Giftige Stoffe in der Lederproduktion
Leder wird in der industriellen Massenfertigung außerdem mit hochgiftigen Substanzen behandelt. Für die Produktion eines Quadratmeters Leder werden laut Gelatex etwa 2,5 Kilogramm toxische Chemikalien eingesetzt. Darunter Chromsalze und Arsen, eines der giftigsten Elemente, die es gibt.
Die Lederproduktion ist damit eine große Belastung für die Umwelt – ganz zu schweigen von den gesundheitlichen Schäden für die Arbeiter, die regelmäßig mit den giftigen Stoffen in Berührung kommen. Ein großer Teil der Lederproduktion findet in Billiglohn-Ländern wie Bangladesch statt, wo es kaum wirksame Arbeitsschutzbestimmungen gibt.
Dreimal mehr Leder
Gelatex verzichtet bei der Produktion komplett auf toxische Stoffe. Außerdem soll die Herstellung weniger Wasser verbrauchen als eine herkömmliche Gerbung. Indem das Start-up auf Gelatine zurückgreift, kann es nach eigenen Angaben dreimal mehr Leder aus einem Tier herstellen, als es bei der herkömmlichen Produktion möglich ist. So lässt sich das Leder preiswert in großen Mengen produzieren.

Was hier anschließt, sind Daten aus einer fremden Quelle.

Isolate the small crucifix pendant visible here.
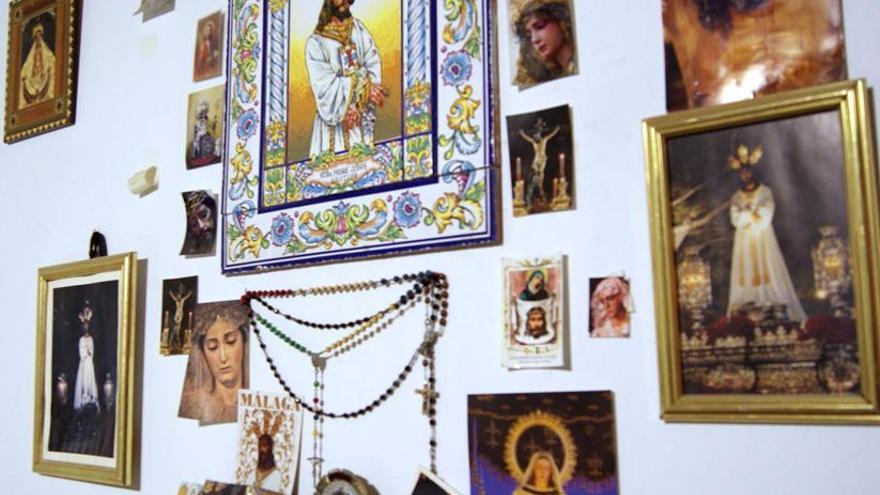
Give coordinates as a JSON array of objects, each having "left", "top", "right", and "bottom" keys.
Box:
[{"left": 415, "top": 384, "right": 440, "bottom": 416}]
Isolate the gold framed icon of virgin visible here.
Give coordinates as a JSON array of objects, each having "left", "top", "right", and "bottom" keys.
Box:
[
  {"left": 3, "top": 0, "right": 82, "bottom": 143},
  {"left": 644, "top": 81, "right": 880, "bottom": 423}
]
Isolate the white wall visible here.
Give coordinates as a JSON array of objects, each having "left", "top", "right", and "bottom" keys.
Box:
[{"left": 0, "top": 0, "right": 880, "bottom": 495}]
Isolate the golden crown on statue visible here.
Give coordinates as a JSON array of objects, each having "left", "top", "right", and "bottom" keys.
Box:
[{"left": 727, "top": 144, "right": 764, "bottom": 170}]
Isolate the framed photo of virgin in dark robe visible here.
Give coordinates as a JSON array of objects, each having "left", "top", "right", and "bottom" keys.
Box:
[
  {"left": 644, "top": 81, "right": 880, "bottom": 424},
  {"left": 33, "top": 253, "right": 137, "bottom": 486},
  {"left": 3, "top": 0, "right": 82, "bottom": 143}
]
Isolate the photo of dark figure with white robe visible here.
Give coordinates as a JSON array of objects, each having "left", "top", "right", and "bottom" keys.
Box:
[{"left": 48, "top": 281, "right": 119, "bottom": 457}]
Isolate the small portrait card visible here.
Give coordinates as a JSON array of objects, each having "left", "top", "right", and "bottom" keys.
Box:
[
  {"left": 186, "top": 85, "right": 226, "bottom": 169},
  {"left": 193, "top": 10, "right": 225, "bottom": 81},
  {"left": 590, "top": 277, "right": 633, "bottom": 338},
  {"left": 467, "top": 391, "right": 620, "bottom": 495},
  {"left": 502, "top": 254, "right": 565, "bottom": 369},
  {"left": 235, "top": 390, "right": 302, "bottom": 493},
  {"left": 507, "top": 0, "right": 578, "bottom": 89}
]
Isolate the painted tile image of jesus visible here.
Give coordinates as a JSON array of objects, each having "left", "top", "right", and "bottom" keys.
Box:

Gelatex ist noch nicht auf dem Markt
Bislang ist das Leder aus Gelatine noch nicht offiziell auf dem Markt. Gelatex ist derzeit dabei, Kollaborationen mit Designern und Modemarken aufzubauen. Die erste „Kollektion“ an Gelatex-Produkten will das Start-up im Herbst entwickeln.
Utopia meint: Die Idee von Gelatex ist kontrovers. Es bleibt nach wie vor problematisch, Leder aus Tierprodukten herzustellen. Inzwischen gibt es einige nachhaltige vegane Alternativen, wie beispielsweise Leder aus Ananas. (Mehr Informationen dazu in unserem Beitrag „Kork, Pilz, Ananas: Daraus besteht veganes Leder“).
Falls sich das Konzept von Gelatex durchsetzen und zu einer großen Nachfrage nach Fleischabfällen führen sollte, könnte sich ein neuer Markt für Schlachtreste auftun. Am Ende wäre man wieder dort angekommen, wo man jetzt mit der herkömmlichen Lederproduktion steht: bei der Tötung von Tieren extra für Leder.
Trotzdem ist das Konzept von Gelatex ein Fortschritt gegenüber der herkömmlichen Lederproduktion, wie sie derzeit üblich ist – vor allem wenn die Gelatine tatsächlich nur aus solchen Fleischabfällen stammt, die sonst im Müll landen würden. Je mehr von den Tieren, die ohnehin geschlachtet werden, verwertet wird, desto nachhaltiger. Auch der Verzicht auf toxische Substanzen ist lobenswert. Wir werden Gelatex auf jeden Fall im Auge behalten.